In just over a month the first ever Pediatric Medication Safety Summit will be held in Bellevue, Washington. As the name implies, the one day event will focus on pediatric safety in healthcare. The lineup includes some big names like Michelle Mandrack, Director of Consulting Services at ISMP and Mark Neuenschwander, President of The Neuenschwander Company, co-founder of the unSUMMIT and barcoding evangelist. While I’m sure the event will be great that’s not what this blog post is about.
The buzz around the Pediatric Medication Safety Summit has me thinking about the state of pediatrics and acute care pharmacy. I had the pleasure of working in a pediatric specialty hospital for a few years and can say without hesitation that it is a difficult practice environment; gratifying work to be sure, but difficult.
I remember my first day as a pediatric pharmacist. The pharmacist assigned to train me was a grumpy old guy with a quick wit, a sharp mind and years of pediatric experience. While clinically capable, his specialty was operations. He had a knack for solving problems created from practicing pediatrics in an adult world. He used to say “Jerry, these kids aren’t just miniature adults.” A truer statement doesn’t exist.
Because pediatric patients aren’t miniature adults, they present unique medication distribution problems that are difficult to solve with existing methods. Today’s pharmacy practice is designed around adults. Simple ideas that are taken for granted in adult pharmacy practice create challenges in the pediatric environment.
An example of this is the idea of decentralized medication distribution. In adult pharmacy, the decentralized model of distribution is driven by the use of automated dispensing cabinets (ADCs) on nursing units. It’s a simple concept, but one that generates problems in pediatrics. The distribution model is different in pediatrics because of the number of unit-of-use doses necessary to treat patients ranging from Very Low Birth Weight (VLBW) infants to prepubescent children and beyond. A single dose of medication in a unit-of-use package may be acceptable for nearly all adults, but the same medication may require multiple unit-of-use doses to meet the needs of a pediatric unit.[1]. This in turn creates a storage dilemma for pediatric facilities desiring a decentralized distribution model.
Unfortunately, the problem isn’t isolated to ADCs. Limitations for unit dosing, storing and dispensing pediatric medications extends to compounding intravenous medications, bar-code medication administration at the point-of-care and clinical decision support. The downside to all this is that few canned solutions for pediatric drug distribution exist. The upside is that necessity has led to creativity. Some of the most creative pharmacy technicians and pharmacists I’ve ever worked with have come from a pediatric facility.
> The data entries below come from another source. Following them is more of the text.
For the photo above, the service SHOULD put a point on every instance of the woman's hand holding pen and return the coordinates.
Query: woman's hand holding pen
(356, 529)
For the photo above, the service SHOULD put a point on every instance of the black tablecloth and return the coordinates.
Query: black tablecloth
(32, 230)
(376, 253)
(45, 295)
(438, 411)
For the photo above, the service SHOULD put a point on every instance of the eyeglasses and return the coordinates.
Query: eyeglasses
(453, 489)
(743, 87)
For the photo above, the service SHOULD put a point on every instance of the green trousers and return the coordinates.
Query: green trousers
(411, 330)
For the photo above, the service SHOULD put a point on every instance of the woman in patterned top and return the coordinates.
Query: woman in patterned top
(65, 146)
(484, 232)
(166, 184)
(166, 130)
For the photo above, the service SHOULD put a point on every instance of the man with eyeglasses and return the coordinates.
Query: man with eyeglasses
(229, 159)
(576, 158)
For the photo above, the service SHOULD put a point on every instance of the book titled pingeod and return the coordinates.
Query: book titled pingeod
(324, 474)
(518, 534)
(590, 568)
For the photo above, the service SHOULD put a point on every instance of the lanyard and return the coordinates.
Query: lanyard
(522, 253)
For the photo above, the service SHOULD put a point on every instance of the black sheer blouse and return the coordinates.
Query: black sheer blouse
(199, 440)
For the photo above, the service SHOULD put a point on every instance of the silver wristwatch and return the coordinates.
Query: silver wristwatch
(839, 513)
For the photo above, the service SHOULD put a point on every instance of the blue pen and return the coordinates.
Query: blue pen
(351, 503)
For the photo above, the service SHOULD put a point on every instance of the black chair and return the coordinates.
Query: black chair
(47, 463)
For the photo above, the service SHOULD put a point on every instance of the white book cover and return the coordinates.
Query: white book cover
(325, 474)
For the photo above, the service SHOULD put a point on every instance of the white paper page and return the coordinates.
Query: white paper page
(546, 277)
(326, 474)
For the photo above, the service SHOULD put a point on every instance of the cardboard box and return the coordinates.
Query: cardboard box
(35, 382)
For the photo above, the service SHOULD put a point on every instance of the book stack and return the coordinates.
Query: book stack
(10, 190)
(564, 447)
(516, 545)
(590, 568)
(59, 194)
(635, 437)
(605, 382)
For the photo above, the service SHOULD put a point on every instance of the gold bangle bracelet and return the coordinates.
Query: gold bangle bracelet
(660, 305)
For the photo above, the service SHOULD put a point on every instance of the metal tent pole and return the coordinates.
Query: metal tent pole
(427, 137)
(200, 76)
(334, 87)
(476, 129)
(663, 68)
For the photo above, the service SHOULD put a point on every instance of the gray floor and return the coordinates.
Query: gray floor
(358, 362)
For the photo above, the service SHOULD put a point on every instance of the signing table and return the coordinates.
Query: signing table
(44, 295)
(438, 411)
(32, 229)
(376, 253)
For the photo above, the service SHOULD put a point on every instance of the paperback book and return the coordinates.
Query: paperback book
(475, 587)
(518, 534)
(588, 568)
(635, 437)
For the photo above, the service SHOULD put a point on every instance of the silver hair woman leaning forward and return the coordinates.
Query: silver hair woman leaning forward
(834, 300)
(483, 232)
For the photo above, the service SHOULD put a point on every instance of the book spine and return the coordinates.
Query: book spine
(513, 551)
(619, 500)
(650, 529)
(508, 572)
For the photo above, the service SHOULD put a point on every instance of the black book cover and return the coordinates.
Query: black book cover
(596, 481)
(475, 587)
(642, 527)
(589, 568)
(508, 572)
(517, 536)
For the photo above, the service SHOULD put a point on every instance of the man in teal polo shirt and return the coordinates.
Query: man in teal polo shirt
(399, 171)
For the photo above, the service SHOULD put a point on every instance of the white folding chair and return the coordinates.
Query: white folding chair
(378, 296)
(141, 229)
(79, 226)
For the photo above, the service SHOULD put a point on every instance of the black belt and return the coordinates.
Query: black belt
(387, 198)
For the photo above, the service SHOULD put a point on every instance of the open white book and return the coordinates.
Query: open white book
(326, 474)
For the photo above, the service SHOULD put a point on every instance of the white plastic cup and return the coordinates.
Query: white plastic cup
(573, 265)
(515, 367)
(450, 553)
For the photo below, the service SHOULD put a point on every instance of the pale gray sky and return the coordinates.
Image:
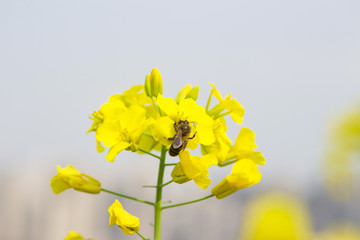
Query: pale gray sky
(294, 65)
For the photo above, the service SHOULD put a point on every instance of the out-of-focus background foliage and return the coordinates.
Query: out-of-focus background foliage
(294, 66)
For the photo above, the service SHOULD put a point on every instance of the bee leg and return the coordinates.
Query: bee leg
(193, 136)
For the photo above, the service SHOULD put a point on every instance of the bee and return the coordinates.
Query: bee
(180, 140)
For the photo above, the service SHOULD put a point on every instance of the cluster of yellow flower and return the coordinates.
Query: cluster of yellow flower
(142, 120)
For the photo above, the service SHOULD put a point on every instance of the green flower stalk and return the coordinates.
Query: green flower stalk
(143, 121)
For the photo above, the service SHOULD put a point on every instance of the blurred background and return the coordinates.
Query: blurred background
(293, 65)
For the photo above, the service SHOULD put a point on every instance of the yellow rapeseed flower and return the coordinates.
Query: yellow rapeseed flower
(275, 216)
(244, 174)
(232, 106)
(128, 223)
(245, 145)
(70, 177)
(187, 92)
(222, 146)
(75, 236)
(122, 129)
(187, 109)
(193, 168)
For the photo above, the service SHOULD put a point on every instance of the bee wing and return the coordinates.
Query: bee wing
(178, 141)
(184, 143)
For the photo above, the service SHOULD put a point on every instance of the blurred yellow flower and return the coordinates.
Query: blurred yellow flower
(193, 168)
(245, 145)
(343, 155)
(128, 223)
(339, 231)
(244, 174)
(74, 236)
(276, 216)
(70, 177)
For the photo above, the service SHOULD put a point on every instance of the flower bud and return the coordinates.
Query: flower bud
(244, 174)
(70, 177)
(155, 83)
(193, 93)
(147, 85)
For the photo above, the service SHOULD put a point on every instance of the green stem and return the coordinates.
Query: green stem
(144, 238)
(170, 164)
(222, 115)
(157, 220)
(223, 164)
(128, 197)
(149, 153)
(163, 185)
(185, 203)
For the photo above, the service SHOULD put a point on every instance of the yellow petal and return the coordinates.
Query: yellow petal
(162, 129)
(178, 174)
(236, 111)
(196, 168)
(206, 133)
(245, 141)
(116, 149)
(244, 174)
(203, 181)
(168, 106)
(182, 93)
(127, 222)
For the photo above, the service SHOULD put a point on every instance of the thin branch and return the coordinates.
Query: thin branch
(128, 197)
(185, 203)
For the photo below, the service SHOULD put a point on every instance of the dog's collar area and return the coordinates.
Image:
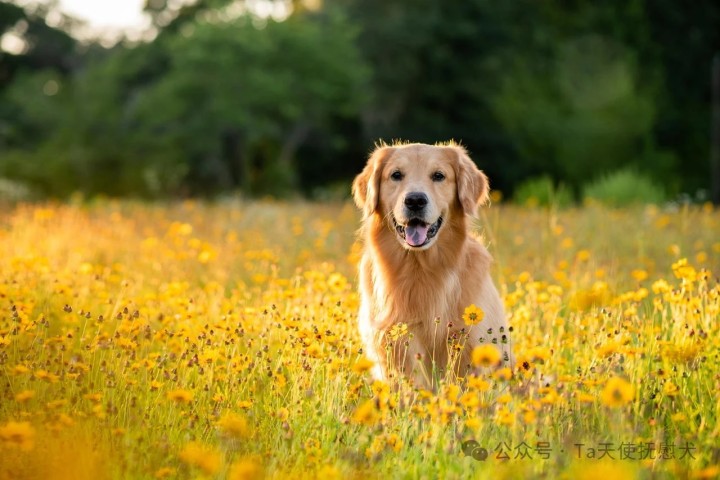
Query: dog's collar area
(419, 231)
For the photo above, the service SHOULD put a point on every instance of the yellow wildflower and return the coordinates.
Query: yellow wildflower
(617, 392)
(473, 315)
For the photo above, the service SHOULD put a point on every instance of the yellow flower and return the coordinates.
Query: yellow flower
(485, 356)
(617, 392)
(282, 414)
(505, 417)
(18, 434)
(24, 396)
(473, 315)
(398, 330)
(362, 365)
(180, 396)
(164, 472)
(366, 414)
(670, 389)
(234, 426)
(201, 456)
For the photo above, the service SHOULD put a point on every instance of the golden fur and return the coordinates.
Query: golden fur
(426, 287)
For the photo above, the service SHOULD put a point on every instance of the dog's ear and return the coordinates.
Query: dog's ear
(366, 186)
(472, 184)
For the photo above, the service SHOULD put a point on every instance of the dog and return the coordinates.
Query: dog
(421, 266)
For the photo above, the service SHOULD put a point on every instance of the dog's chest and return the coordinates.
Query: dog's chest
(417, 298)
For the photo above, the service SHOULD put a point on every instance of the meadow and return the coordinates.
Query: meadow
(218, 340)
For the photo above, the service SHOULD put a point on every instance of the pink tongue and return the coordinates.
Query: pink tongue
(416, 235)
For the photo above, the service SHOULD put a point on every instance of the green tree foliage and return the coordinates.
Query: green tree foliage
(223, 99)
(223, 104)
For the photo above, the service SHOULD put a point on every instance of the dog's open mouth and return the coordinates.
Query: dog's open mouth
(417, 233)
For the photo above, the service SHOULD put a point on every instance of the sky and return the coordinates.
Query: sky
(115, 14)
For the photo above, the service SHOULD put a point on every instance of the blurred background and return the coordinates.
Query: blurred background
(173, 98)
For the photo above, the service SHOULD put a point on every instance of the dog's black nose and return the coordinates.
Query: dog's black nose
(416, 201)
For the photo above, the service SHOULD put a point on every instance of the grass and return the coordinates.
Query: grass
(219, 341)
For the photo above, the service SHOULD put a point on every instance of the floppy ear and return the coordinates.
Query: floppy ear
(366, 186)
(472, 183)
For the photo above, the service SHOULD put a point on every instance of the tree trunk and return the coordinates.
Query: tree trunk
(715, 134)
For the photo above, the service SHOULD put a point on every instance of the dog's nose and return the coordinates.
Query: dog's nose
(415, 201)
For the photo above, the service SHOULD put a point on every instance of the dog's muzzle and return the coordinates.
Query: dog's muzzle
(416, 232)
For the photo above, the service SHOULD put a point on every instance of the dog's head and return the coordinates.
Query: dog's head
(418, 188)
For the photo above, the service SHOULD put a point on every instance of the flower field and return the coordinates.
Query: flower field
(218, 340)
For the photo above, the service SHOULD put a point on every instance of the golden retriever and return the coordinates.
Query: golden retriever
(421, 266)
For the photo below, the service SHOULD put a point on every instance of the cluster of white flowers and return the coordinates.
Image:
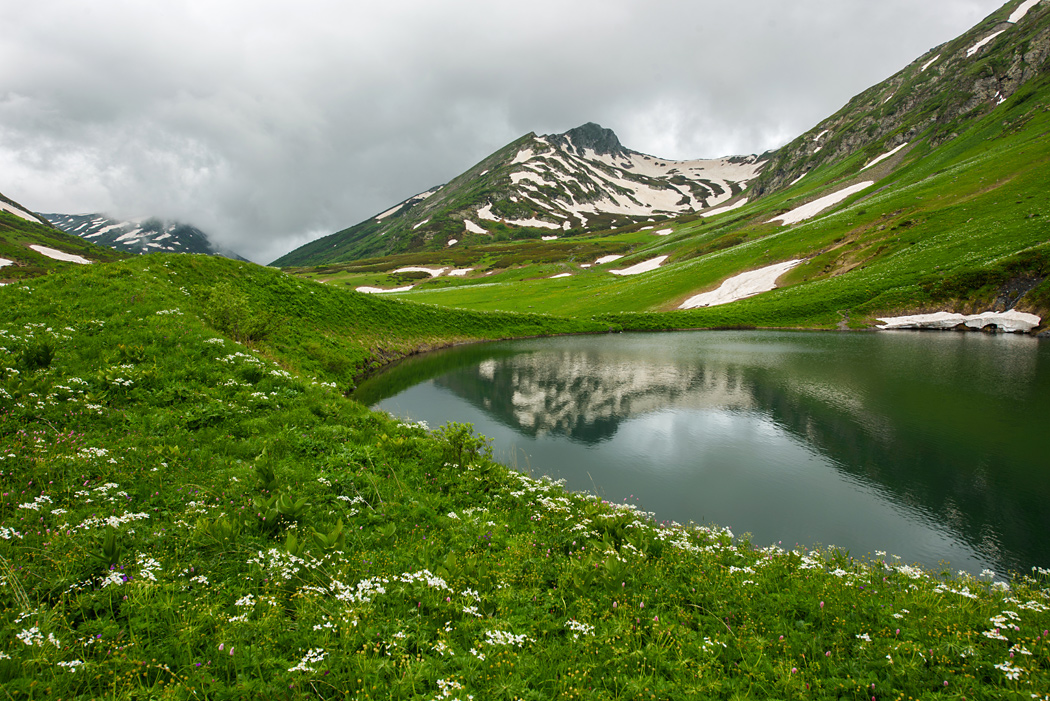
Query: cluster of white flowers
(312, 657)
(504, 638)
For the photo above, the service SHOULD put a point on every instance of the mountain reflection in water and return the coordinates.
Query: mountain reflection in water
(927, 445)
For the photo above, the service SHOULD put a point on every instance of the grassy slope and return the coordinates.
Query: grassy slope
(967, 206)
(267, 536)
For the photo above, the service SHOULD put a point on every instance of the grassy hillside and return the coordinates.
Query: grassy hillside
(187, 513)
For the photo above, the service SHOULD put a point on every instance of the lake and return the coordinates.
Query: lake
(929, 446)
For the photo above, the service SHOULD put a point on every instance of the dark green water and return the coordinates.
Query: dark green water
(930, 446)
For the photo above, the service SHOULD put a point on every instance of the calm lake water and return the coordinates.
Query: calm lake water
(931, 446)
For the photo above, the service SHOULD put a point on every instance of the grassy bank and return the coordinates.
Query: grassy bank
(189, 508)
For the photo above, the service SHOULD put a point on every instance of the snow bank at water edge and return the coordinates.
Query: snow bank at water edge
(433, 272)
(729, 208)
(978, 46)
(376, 291)
(817, 206)
(645, 267)
(60, 255)
(741, 287)
(1011, 322)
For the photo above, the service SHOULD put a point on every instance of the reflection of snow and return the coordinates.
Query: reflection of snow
(376, 291)
(1022, 9)
(645, 267)
(60, 255)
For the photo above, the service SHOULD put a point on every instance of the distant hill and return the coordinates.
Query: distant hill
(139, 236)
(29, 246)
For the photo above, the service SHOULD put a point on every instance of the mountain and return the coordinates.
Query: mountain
(29, 246)
(932, 99)
(926, 193)
(576, 182)
(139, 236)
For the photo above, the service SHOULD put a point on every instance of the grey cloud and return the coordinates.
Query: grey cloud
(268, 124)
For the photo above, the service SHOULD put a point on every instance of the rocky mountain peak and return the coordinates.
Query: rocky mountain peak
(590, 135)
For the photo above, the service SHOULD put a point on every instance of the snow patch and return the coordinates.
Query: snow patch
(883, 156)
(60, 255)
(644, 267)
(377, 291)
(434, 272)
(981, 44)
(1022, 9)
(1012, 321)
(17, 211)
(741, 287)
(726, 208)
(817, 206)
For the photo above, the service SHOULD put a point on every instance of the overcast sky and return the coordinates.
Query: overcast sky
(269, 124)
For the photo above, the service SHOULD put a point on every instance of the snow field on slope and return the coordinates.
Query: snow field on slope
(60, 255)
(741, 287)
(1012, 321)
(19, 212)
(817, 206)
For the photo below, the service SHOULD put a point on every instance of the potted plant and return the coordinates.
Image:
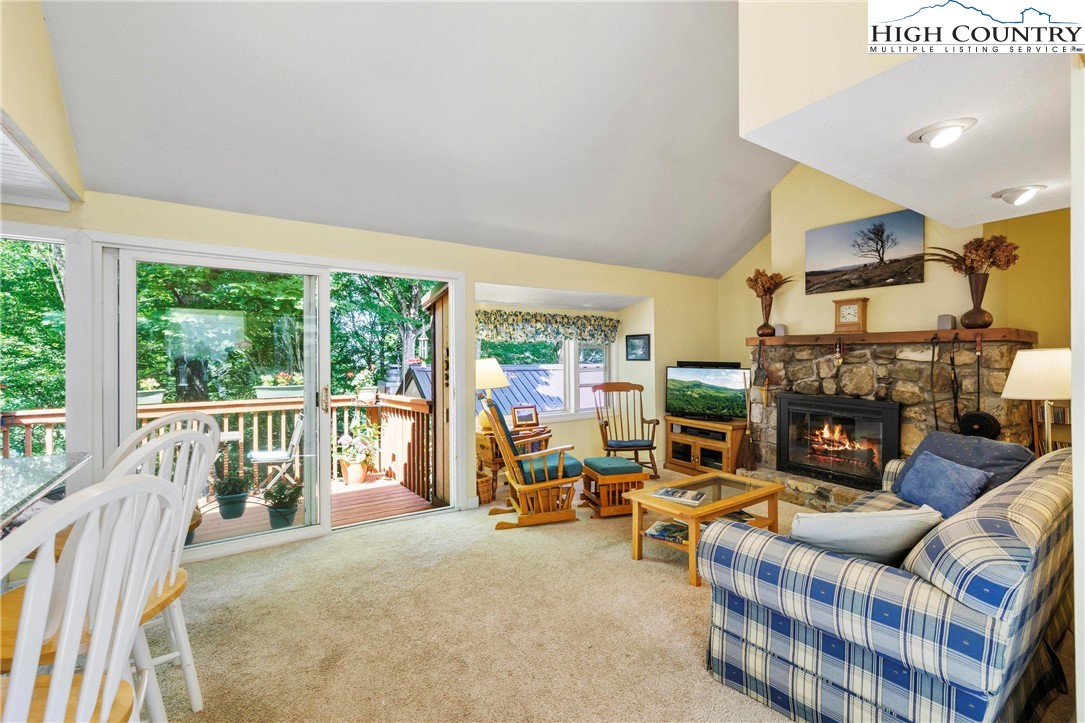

Unfortunately, much of their creativity goes unnoticed, not because they’re secretive, rather they don’t think they’re doing anything different.
Gatherings like the Pediatric Safety Summit create opportunities for healthcare professionals to gather and discuss issues like those outlined above. It’s often during events like these that I uncover something worthwhile that I would never have thought of on my own.
There’s always someone smarter, more experienced and harder working. It’s your job to get out of the pharmacy and find them. See you at the Pediatric Safety Summit.